Laterooms, GC, and Mono

April 28, 2006 Written by Charles Cook

I just noticed a post by Tim Anderson on Laterooms.com gives up on Mono which is worth reading if you're thinking about designing something to run on Mono. Laterooms migrated their site from PHP to .NET using Mono on Linux and suffered major memory management problems when they went live, reported in this post on the Mono list. Tim's post has a recent comment by Gavin Hamill of Laterooms which suggests that garbage collection in Mono is not yet at the same level as Microsoft's implementation:

The core cause appears to be Mono's non-existant garbage collection - well I say non-existant - it features the Boehm algorithm which as I understand is intended as a helper for C coders...

...We expected the runtime to compact + optimise this memory use. It did not; whoops. Had we known Mono was so poorly featured in this dept, we surely would have implemented a disk-based cache strategy...

...Including only Boehm in an 'enterprise' product is insane - isn't half the point of higher level languages like C# that you don't need to think about dull issues such as memory management? I thought we left that behind with C...

As it happens I was involved in some discussions last year about whether the .NET part of the application I work on could run on Linux using Mono.
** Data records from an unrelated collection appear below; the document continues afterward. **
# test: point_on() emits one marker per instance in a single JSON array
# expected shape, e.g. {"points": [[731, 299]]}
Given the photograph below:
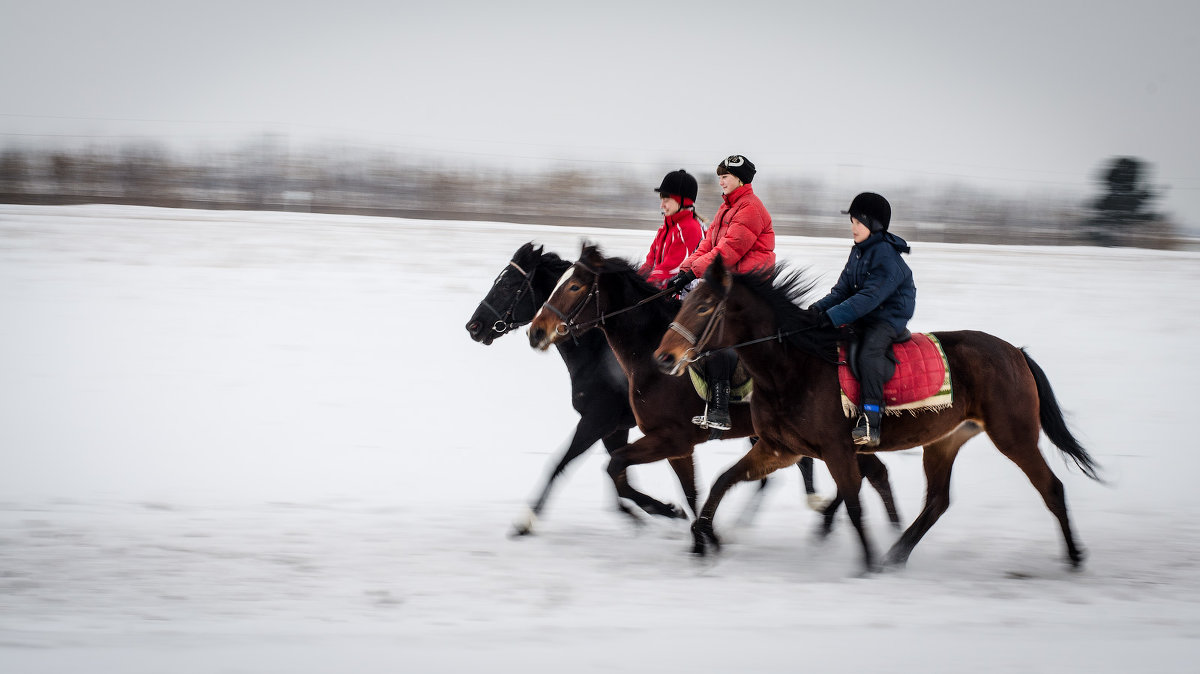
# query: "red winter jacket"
{"points": [[741, 233], [677, 238]]}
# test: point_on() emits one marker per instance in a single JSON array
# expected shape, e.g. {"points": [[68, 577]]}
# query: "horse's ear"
{"points": [[718, 276], [591, 256]]}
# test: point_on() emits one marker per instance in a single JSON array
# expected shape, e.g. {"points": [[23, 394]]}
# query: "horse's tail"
{"points": [[1055, 426]]}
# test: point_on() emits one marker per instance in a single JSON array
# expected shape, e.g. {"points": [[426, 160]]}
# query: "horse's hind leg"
{"points": [[939, 459], [1020, 445], [876, 473], [589, 429], [685, 470], [648, 449]]}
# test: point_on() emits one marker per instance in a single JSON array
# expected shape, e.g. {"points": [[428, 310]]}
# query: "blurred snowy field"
{"points": [[245, 441]]}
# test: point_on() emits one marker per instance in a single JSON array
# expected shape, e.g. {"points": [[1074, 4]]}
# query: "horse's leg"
{"points": [[613, 441], [876, 473], [647, 449], [815, 500], [755, 504], [1019, 443], [685, 470], [844, 468], [760, 462], [827, 515], [939, 459], [588, 431]]}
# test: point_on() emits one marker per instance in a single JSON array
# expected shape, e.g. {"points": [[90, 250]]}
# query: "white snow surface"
{"points": [[246, 441]]}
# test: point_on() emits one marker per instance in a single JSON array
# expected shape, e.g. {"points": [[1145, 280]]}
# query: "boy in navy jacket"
{"points": [[876, 294]]}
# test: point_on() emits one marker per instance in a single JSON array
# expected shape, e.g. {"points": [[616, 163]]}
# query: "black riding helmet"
{"points": [[871, 210], [679, 184]]}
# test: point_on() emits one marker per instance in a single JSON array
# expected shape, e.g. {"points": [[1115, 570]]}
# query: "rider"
{"points": [[681, 230], [742, 234], [876, 294]]}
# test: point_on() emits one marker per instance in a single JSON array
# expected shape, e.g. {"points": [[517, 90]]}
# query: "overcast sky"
{"points": [[1026, 96]]}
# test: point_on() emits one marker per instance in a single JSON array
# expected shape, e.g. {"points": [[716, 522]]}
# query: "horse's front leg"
{"points": [[761, 461], [588, 431], [648, 449]]}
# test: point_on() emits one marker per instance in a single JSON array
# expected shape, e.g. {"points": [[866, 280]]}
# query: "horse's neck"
{"points": [[777, 366], [636, 334], [545, 278], [583, 351]]}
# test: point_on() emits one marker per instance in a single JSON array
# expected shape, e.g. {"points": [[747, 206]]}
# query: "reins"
{"points": [[718, 318], [505, 322], [568, 325]]}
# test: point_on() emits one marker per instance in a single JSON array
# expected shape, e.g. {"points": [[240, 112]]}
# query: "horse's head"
{"points": [[574, 306], [699, 326], [511, 301]]}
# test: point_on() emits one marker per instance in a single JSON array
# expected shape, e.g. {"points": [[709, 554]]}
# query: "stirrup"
{"points": [[705, 422], [864, 434]]}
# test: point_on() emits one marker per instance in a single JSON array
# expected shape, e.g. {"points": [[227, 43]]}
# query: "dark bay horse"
{"points": [[599, 391], [633, 314], [797, 410]]}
Nothing came of this, mainly because it was perceived there were too many unknowns surrounding the use of Mono, for example intellectual property issues. If in some hypothetical scenario we had ported to Linux using Mono then at least we would probably have detected any garbage collection issues during the intensive load testing we perform before going live with a release - some of our tests drive servers at full load for several weeks - if not at the prototyping stage. Gavin Hamill hints that their performance testing was maybe not as extensive as it should have been:

Functional testing went well (as did the limited performance testing) and live-day came.

At least they were able to move to Windows and .NET without too much trouble.